You might remember George Wright posted here in February about P2P Next,

a Europe-wide consortium of 21 partners spanning broadcasters, technical universities, content and metadata specialists and hardware vendors. We are building a new, cross-platform, Free/Open Source software-based, legal, peer-to-peer system.

There's been some interesting reaction around various blogs [Technorati search | Google search] and this week, the splendid Council Chamber in BBC Broadcasting House [click here for tours] sees the six-monthly General Assembly of P2P Next, where partners discuss the future of the project, including this work in progress from one of the key participants, Pioneer.

p2p next

George will be returning to post about P2P Next after the end of the Assembly.

Alan Connor is co-editor, BBC Internet Blog.


  • Comment number 1.

    " legal, peer-to-peer system"

    Could you explain this?

    1) Using P2P isn't illegal

    2) It's just a way of copying files around, "illegal" files are no different to "legal" files.

  • Comment number 2.

    @ParkyDR (#1): A good point, and one that George is eternally aware of. This is not some misguided notion to decriminalise a perfectly legal activity. But if I explain it in my own words, I fear I'll get the detail wrong - do you mind watching this space?

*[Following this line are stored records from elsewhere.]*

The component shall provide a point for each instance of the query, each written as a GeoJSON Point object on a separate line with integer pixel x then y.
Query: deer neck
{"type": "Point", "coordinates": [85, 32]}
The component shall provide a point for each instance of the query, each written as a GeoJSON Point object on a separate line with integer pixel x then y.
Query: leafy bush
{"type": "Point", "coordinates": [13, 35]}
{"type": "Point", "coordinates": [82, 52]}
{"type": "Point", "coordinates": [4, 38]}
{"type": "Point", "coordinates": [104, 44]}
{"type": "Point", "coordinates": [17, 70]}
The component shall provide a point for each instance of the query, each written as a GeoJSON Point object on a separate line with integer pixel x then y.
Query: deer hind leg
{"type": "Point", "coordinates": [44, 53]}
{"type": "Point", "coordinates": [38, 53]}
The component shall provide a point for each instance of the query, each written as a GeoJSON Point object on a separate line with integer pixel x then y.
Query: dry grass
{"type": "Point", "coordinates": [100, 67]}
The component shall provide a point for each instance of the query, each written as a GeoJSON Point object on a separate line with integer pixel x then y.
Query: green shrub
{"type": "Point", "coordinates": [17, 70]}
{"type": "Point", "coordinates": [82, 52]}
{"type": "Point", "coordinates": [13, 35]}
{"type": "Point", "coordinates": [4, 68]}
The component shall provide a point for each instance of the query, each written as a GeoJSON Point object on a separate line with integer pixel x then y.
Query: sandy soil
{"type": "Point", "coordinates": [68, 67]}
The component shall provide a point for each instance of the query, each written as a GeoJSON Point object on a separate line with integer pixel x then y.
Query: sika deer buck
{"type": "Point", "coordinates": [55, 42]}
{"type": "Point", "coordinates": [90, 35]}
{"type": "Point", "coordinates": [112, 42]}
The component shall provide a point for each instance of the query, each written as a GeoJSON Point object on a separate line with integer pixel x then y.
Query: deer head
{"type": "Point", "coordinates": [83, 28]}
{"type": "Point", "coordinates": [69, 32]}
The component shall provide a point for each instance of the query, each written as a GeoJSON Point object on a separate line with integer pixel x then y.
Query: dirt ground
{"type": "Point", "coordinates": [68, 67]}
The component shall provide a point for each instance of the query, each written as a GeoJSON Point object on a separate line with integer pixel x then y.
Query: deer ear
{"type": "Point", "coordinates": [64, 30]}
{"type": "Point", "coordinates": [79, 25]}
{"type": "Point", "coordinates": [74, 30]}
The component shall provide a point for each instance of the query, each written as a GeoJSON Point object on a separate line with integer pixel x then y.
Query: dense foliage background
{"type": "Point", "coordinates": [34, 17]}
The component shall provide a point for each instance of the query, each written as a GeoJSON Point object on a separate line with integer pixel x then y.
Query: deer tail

    Alan Connor, BBC Internet Blog

  • Comment number 3.

    @Alan Connor

    I don't mind at all, I will be watching this space with interest.

  • Comment number 4.

    P2P is a much misunderstood and misused technology. It does however represent the future of media distribution over the interrnet, and if properly implemented can achieve this goal while not bringing the internet to its knees.

    ISPs should see P2P media server appliances as an opportunity to offer this technology in a manageable fashion which does not disrupt their networks in the way P2P misuse is apparently doing and requiring heavy-handed use of bandwidth shaping technology by ISPs.

    Current P2P software generally falls into two categories:
    - Automated services such as Veoh or iPlayer which offer little control over download bandwidth usage.
    - User managed software such BitTorrent.
    Both the former, and the latter in the hands of novices create unwelcome unstable/noisy bandwidth usage with wide peaks and troughs.

    P2P has been unfairly demonized by much of the industry, Its high time it was fully embraced and developed for the benefit of all.